There's a part of myself that favors discipline, that wants to see things neatly completed, and this 7-day journey was a challenge to that aspect of myself. On the one hand, I caught a virus on New Year's, probably some breed of flu, and while I managed well enough, I couldn't practice yesterday. I have a tendency to force things, especially myself. I can be tyrannical behind closed eyelids. But I'm working on it Yesterday, I let myself rest, and today, I was able to complete the journey. One day late, but then, isn't the entire year made of good days and less good days?

In yogic practice, prana is breath, but also infinitely more than breath. (but then, isn't breath more than we understand in our busy, modern world?) It's the life force that connects all elements of existence.

It was interesting for me because it came at this specific time, when I needed a reminder of how valuable and rich my world (and my presence in the world) is. It helped me understand that I'd placed my body on an altar of death, that I'd come to honor something dark and terrible buried deep inside my own psyche, a primordial fear for which I was willing to forsake my valuable, good self.

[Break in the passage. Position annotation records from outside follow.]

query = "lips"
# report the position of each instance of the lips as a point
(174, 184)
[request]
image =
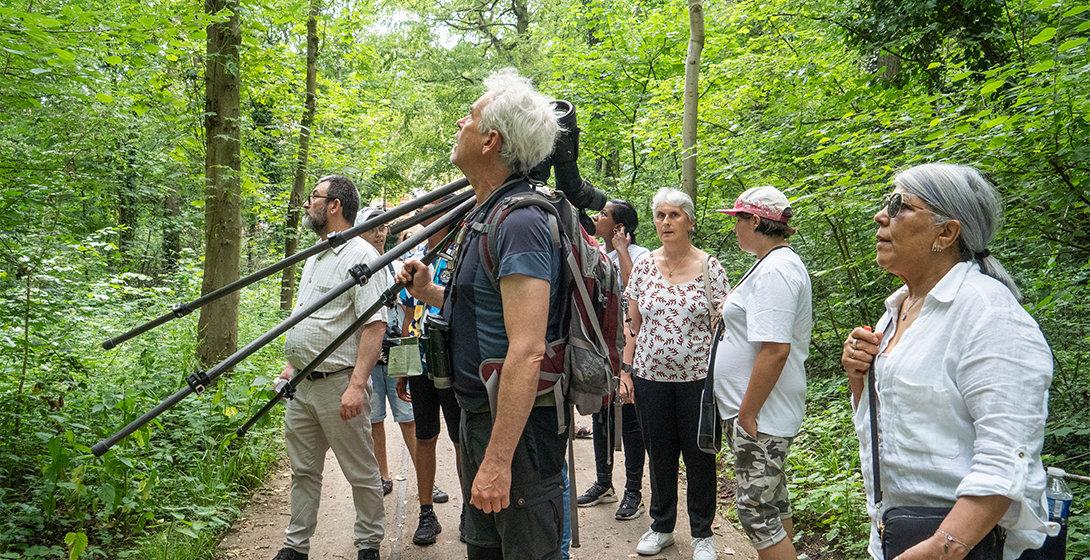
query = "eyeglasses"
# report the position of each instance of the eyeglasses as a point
(895, 202)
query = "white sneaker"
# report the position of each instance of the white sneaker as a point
(653, 543)
(704, 549)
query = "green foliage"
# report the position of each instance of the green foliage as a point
(824, 478)
(185, 470)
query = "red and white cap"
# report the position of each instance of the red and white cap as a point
(766, 202)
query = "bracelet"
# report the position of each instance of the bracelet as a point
(951, 538)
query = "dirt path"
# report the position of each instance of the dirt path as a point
(258, 534)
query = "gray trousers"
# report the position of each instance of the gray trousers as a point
(312, 426)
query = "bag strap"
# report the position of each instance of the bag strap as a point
(872, 399)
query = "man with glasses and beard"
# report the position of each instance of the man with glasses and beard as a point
(331, 408)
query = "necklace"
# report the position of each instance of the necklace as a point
(904, 314)
(669, 274)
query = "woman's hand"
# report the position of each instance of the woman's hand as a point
(621, 239)
(859, 351)
(627, 390)
(402, 388)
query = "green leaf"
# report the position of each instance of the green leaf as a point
(1077, 10)
(1068, 45)
(64, 56)
(1041, 67)
(76, 543)
(1046, 34)
(991, 86)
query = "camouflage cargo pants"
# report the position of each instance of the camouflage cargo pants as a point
(761, 497)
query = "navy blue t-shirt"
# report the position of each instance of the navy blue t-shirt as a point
(477, 331)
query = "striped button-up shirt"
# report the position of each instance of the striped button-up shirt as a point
(323, 272)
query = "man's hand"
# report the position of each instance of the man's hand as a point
(418, 280)
(351, 402)
(492, 487)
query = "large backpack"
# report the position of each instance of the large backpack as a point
(582, 365)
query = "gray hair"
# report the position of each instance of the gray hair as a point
(667, 195)
(960, 193)
(524, 118)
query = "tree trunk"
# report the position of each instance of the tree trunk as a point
(299, 183)
(218, 326)
(691, 97)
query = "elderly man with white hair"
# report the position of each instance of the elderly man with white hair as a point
(511, 465)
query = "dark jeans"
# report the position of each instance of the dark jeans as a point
(531, 527)
(669, 413)
(632, 439)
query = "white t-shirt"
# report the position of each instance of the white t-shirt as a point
(772, 305)
(634, 253)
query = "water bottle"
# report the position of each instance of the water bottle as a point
(1058, 496)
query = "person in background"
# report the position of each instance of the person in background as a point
(331, 406)
(671, 297)
(963, 372)
(427, 401)
(511, 467)
(384, 386)
(760, 367)
(616, 224)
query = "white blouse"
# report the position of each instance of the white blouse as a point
(963, 400)
(675, 332)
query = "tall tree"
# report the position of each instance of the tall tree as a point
(691, 98)
(299, 183)
(218, 326)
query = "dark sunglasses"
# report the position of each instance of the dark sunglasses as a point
(894, 203)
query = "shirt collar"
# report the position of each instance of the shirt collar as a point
(944, 291)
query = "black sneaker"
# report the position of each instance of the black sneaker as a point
(595, 495)
(438, 496)
(289, 554)
(428, 528)
(631, 506)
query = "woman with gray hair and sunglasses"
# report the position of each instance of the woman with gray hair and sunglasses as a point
(963, 375)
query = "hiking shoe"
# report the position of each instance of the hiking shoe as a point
(652, 543)
(428, 528)
(704, 549)
(631, 506)
(289, 554)
(595, 495)
(438, 496)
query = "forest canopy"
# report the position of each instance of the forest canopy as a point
(104, 157)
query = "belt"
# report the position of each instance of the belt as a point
(314, 376)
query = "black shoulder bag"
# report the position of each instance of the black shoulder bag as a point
(905, 526)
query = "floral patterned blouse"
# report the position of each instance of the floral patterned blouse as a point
(675, 333)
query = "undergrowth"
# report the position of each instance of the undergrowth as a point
(173, 486)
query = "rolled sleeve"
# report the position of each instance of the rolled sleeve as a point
(1005, 387)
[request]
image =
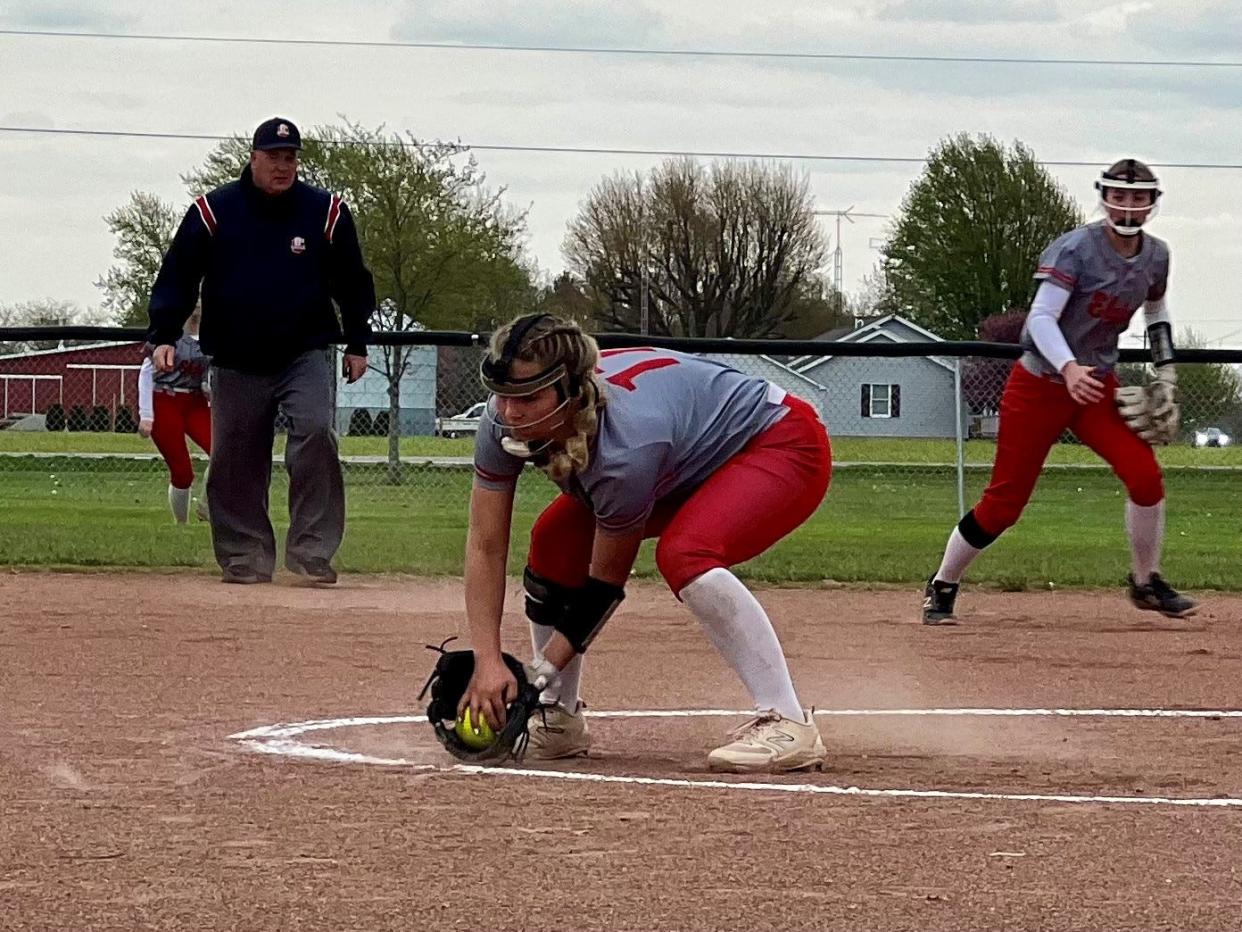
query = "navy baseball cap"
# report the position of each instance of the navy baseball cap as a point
(277, 133)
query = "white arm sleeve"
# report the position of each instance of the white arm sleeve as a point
(147, 392)
(1156, 312)
(1043, 324)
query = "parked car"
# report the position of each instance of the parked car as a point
(461, 425)
(1211, 436)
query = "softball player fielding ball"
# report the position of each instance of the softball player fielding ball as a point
(1092, 281)
(642, 443)
(172, 406)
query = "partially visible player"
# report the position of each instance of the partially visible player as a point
(1092, 281)
(173, 405)
(642, 443)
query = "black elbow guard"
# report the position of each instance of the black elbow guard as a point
(578, 613)
(1160, 337)
(590, 609)
(547, 602)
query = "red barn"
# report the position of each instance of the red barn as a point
(88, 375)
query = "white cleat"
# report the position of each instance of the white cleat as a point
(769, 743)
(557, 733)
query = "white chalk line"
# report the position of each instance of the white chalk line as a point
(280, 740)
(291, 730)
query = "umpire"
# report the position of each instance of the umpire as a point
(271, 255)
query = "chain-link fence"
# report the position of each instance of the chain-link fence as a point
(913, 428)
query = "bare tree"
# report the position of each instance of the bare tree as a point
(728, 251)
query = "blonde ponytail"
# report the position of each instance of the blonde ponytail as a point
(553, 342)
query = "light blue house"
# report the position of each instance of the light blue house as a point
(417, 400)
(877, 397)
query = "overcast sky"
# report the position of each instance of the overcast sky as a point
(56, 189)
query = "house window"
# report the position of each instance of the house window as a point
(881, 400)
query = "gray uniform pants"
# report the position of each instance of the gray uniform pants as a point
(244, 408)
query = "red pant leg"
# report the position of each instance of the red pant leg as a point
(755, 498)
(560, 542)
(1102, 428)
(1035, 411)
(168, 431)
(198, 420)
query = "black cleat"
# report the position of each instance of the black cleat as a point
(1158, 595)
(938, 600)
(316, 569)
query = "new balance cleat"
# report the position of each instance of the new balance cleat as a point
(557, 733)
(770, 743)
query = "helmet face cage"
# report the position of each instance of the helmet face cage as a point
(1128, 175)
(497, 378)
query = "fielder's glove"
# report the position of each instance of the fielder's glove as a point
(1151, 410)
(448, 682)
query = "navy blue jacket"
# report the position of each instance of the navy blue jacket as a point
(270, 269)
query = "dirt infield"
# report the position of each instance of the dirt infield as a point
(126, 804)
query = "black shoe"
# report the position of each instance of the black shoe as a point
(938, 600)
(316, 569)
(1158, 595)
(244, 575)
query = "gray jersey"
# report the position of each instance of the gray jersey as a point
(1104, 290)
(671, 420)
(189, 368)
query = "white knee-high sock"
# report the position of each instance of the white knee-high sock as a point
(958, 554)
(179, 501)
(564, 691)
(739, 628)
(1145, 527)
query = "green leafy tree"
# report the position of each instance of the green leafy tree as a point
(970, 232)
(732, 250)
(144, 229)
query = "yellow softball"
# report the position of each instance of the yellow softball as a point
(476, 736)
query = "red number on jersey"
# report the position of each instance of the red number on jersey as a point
(625, 378)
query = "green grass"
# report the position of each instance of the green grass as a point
(843, 449)
(18, 441)
(878, 525)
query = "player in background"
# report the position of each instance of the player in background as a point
(1092, 280)
(172, 406)
(642, 443)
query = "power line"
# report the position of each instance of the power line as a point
(606, 150)
(635, 51)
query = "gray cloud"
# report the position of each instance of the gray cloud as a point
(975, 13)
(1215, 30)
(527, 22)
(82, 16)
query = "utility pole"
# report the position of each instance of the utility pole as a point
(837, 254)
(642, 297)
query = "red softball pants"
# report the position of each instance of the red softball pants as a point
(752, 501)
(1035, 411)
(185, 414)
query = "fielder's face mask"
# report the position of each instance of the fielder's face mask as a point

Sometimes death, too, can masquerade as life-affirming.

I started it as silly. I started it as a challenge. As nothing all that much. And yet, as the week unfurled, I saw it tie into so many unexpected aspects of my life, reminding me again that it is not all disjointed motion. All of it, part of the same life dance. The aches and anxieties, the tension and the loss, the efforts to do well, to be more for yourself and others, the others, the torn ligaments, the bones in the pot. It's all on the same tapestry, only you need really far-away eyes to be able to see it all.

You're getting there. And if you're not seeing it yet, maybe it just means you haven't reached it yet.

Can this be a reminder for the rest of next year to cherish and preserve my own aliveness, my own inner miracle? I don't know, but I hope so. I can only take it on a day by day basis. On foot. Sometimes at a snail's pace.

But I'm getting there.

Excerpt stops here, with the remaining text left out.